Mendapatkan Suhu yang Tepat di Glovebox Smart Fab Anda
Saat membangun sistem Smart Fab untuk Industri 4.0, kita akan menyadari bahwa proses pemanasan bukan sekadar soal “meningkatkan suhu”. Yang penting adalah bagaimana cara mengirimkan energi tersebut ke bahan yang akan diproses.

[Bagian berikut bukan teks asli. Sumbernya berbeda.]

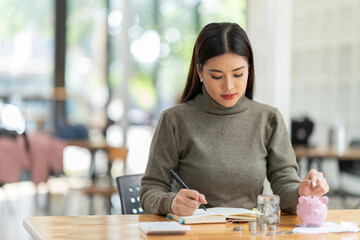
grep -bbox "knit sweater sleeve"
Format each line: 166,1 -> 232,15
140,111 -> 179,214
267,109 -> 300,212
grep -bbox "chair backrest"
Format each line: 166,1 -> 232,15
116,174 -> 144,214
107,146 -> 128,163
339,139 -> 360,176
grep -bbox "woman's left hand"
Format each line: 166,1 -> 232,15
299,169 -> 329,197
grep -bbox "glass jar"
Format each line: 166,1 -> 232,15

Di dalam glovebox, kita menggunakan metode pemanasan inframerah (IR). Mengapa? Karena metode ini menggunakan radiasi untuk memanaskan bahan. Alih-alih mencoba memanaskan gas inert yang ada di dalam chamber—yang sebenarnya merupakan pemborosan waktu dan energi—metode IR langsung menargetkan bahan yang ingin dipanaskan. Cara ini lebih efisien.
Aspek Kontrol
Di dalam Smart Fab, ruangnya selalu terbatas, sehingga diperlukan pemanasan yang efektif di area yang kecil. Kami menggabungkan elemen pemanas IR dengan kontroler PID yang dikendalikan oleh PLC. Ini merupakan solusi yang bagus, karena kita dapat melihat apa yang sedang terjadi secara real-time. Kita juga dapat memantau konsumsi daya dan perubahan suhu secara real-time. Perlu diingat: jika digunakan daya yang tinggi, perhatikan kondisi sambungan antar komponen. Panas dari IR sangat intens, dan jika sambungannya tidak tahan terhadap panas tersebut, maka sambungan tersebut akan rusak lebih cepat dari yang seharusnya.
Detail Komponen
Kami biasanya menggunakan filamen yang dibungkus dengan kuarza. Kami juga menggunakan lapisan khusus untuk menyesuaikan panjang gelombang inframerah, dengan fokus pada gelombang pendek. Inframerah mampu menembus bahan lebih dalam, dan reaksinya sangat cepat ketika tegangan berubah. Kecepatan inilah yang membuat sistem digital bekerja dengan baik.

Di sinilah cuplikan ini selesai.